Are you passing on love or are you passing on pain? Heal your pain and pass on love.

Five

A friend and I were watching a girl on our tennis team play an opponent from another school.

“Damn, she’s such a five,” my friend said to me.

“What do you mean, “she’s a five”? I asked.

“She’s so even keel and unflappable, ” my friend said.

“Yeah, you’re right she doesn’t play emotionally. She keeps her composure. She never gets “too high with the highs, and too low with the lows”, I said.

“Exactly,” my friend said. “I’m Italian and I’m menopausal. I’m not a five. At all.”

“I’m not Italian and yet I’ve never been a five,” I said. “I’m a five until something sets me off, and then I go from five to ten in nanoseconds,” I said, not so proudly.

We watched the “five” girl, play her match. Her matches tend to be long and close, but she almost always wins them. She never tries too many fancy shots. She remains steady and even and reliable and determined and polite and kind and pleasant. She just stays focused on winning each point. Nothing seems to phase her.
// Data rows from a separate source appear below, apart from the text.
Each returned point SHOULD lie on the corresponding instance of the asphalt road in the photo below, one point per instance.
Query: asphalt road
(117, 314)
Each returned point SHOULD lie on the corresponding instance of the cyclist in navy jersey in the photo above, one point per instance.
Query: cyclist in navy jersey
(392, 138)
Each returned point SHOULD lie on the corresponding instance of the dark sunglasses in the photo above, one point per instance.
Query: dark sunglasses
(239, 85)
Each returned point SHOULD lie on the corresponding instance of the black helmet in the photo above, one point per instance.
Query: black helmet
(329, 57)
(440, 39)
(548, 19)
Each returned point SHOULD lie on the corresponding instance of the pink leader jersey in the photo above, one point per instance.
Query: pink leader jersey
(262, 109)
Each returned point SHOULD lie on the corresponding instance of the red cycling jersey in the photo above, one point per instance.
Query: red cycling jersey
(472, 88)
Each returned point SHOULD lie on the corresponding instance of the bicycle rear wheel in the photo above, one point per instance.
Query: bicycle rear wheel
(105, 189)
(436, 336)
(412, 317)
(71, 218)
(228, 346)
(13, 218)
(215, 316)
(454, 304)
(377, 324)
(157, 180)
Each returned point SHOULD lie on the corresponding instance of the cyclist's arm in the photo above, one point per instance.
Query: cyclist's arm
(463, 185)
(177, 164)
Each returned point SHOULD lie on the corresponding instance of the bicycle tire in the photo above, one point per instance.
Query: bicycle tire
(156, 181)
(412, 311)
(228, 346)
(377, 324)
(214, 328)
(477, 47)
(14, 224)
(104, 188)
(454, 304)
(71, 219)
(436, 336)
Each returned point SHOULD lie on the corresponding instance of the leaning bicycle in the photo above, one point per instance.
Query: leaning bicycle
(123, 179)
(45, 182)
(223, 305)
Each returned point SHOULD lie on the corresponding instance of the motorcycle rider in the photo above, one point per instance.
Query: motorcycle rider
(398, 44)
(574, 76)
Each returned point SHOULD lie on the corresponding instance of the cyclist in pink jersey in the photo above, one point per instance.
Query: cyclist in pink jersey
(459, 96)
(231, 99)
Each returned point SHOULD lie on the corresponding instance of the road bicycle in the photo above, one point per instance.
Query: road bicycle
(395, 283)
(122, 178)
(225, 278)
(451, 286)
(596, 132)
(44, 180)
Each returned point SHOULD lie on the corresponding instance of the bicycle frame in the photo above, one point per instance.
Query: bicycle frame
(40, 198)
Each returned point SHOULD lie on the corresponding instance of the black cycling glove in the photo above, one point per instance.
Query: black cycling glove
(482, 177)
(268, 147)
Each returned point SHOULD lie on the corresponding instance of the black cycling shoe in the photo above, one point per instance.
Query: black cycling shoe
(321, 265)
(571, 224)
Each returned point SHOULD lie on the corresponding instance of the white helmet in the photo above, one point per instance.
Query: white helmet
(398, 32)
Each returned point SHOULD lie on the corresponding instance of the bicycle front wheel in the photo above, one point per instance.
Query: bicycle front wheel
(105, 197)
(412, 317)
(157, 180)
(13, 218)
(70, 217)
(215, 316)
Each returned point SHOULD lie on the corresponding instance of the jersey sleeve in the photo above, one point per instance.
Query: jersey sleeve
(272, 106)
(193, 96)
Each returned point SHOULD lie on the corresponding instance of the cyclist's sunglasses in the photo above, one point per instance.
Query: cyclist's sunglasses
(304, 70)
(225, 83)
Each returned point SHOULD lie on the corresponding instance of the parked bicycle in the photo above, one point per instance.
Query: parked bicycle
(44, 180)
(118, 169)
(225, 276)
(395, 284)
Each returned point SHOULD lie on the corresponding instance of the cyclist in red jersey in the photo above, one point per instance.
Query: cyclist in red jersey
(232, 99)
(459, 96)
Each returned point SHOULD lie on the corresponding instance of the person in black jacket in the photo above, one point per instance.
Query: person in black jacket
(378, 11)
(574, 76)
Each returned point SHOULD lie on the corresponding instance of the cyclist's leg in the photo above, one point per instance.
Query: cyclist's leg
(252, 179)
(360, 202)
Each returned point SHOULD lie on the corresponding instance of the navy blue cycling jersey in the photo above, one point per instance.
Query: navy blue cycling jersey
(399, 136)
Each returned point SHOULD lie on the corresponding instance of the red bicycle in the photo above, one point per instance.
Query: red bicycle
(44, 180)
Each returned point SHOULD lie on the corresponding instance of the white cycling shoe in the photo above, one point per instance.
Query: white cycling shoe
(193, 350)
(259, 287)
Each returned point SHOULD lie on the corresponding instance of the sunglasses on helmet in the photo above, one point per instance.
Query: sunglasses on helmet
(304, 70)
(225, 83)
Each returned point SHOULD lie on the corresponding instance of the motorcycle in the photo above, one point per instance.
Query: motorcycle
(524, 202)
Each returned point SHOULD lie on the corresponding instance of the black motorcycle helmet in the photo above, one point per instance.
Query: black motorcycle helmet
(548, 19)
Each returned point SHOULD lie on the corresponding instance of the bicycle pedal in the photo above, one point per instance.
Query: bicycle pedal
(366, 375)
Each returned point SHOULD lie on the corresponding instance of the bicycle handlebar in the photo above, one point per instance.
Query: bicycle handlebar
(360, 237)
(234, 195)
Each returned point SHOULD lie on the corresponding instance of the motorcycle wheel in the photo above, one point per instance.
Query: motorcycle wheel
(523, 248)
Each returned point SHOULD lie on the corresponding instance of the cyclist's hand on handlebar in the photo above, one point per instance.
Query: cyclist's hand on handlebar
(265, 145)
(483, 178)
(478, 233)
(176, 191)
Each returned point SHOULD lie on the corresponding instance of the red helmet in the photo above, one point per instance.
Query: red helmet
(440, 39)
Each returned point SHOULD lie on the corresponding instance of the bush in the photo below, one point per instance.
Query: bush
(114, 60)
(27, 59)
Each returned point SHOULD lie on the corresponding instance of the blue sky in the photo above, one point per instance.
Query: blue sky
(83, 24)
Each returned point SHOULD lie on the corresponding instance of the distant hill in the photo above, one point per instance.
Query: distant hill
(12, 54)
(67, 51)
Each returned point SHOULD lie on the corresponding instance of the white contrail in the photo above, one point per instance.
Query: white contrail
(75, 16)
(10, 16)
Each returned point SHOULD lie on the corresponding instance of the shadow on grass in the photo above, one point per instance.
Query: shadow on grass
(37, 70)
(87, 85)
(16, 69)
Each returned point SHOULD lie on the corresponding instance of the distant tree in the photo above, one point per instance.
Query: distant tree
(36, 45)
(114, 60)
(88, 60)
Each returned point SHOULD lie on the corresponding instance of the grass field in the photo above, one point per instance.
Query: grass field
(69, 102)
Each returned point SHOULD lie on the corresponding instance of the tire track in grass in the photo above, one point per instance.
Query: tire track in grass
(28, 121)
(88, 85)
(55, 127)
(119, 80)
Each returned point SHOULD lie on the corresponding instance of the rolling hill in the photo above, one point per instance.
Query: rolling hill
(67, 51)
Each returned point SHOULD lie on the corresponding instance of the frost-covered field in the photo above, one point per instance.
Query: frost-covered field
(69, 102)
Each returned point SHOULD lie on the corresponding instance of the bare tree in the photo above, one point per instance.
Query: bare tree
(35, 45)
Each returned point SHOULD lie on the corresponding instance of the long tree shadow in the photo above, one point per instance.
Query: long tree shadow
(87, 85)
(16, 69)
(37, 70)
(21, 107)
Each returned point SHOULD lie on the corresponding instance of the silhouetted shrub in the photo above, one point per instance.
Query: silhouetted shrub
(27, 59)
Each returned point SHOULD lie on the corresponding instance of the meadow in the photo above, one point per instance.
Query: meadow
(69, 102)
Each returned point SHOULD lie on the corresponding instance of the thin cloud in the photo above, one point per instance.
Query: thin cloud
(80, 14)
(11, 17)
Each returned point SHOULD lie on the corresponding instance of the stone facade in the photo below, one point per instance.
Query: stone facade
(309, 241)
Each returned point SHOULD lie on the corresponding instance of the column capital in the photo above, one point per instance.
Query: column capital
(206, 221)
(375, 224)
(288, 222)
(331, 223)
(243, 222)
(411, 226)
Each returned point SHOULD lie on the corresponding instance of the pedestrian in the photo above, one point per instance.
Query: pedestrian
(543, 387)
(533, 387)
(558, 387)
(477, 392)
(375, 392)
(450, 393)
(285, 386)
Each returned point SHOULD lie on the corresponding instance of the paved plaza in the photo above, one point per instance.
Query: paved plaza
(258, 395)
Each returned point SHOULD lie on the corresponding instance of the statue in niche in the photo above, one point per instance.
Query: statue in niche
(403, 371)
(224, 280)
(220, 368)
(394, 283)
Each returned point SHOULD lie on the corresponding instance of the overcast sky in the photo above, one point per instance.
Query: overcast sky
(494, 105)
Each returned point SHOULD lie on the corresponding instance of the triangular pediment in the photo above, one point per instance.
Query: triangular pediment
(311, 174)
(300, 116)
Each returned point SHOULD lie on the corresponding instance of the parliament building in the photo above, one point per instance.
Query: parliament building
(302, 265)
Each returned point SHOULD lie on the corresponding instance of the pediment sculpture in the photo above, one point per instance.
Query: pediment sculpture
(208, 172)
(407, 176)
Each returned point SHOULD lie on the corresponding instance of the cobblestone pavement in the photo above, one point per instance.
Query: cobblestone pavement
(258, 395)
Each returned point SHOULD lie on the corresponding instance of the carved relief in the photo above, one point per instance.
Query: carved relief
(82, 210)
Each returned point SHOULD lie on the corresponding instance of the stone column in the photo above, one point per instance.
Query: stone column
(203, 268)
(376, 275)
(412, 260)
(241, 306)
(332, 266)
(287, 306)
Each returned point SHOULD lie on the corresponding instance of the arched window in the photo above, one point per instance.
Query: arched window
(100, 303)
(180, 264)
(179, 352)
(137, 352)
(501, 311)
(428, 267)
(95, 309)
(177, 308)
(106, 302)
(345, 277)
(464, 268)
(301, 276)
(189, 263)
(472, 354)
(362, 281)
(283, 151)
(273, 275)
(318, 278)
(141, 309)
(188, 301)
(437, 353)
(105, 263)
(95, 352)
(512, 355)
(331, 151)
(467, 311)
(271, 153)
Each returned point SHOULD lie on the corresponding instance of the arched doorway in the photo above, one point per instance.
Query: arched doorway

When Five (I’ll call her that for now on) got off the court, I congratulated her on her long, hard-earned win and I relayed what my friend and I noticed about Five. “Is that your natural state? Do you have to work on being so calm, cool and collected? Are you always so self-possessed?” I peppered her with questions. I, a middle-aged Five-to-Ten-Rocket, was trying to learn skills from a young adult solid, locked-in Five.

“I think that’s just how I am. I don’t see the point in getting upset about anything,” Five answered. Then she smiled at me sweetly and handed me a Snickers bar.

Are you passing on love, or are you passing on pain? Heal your pain and pass on love.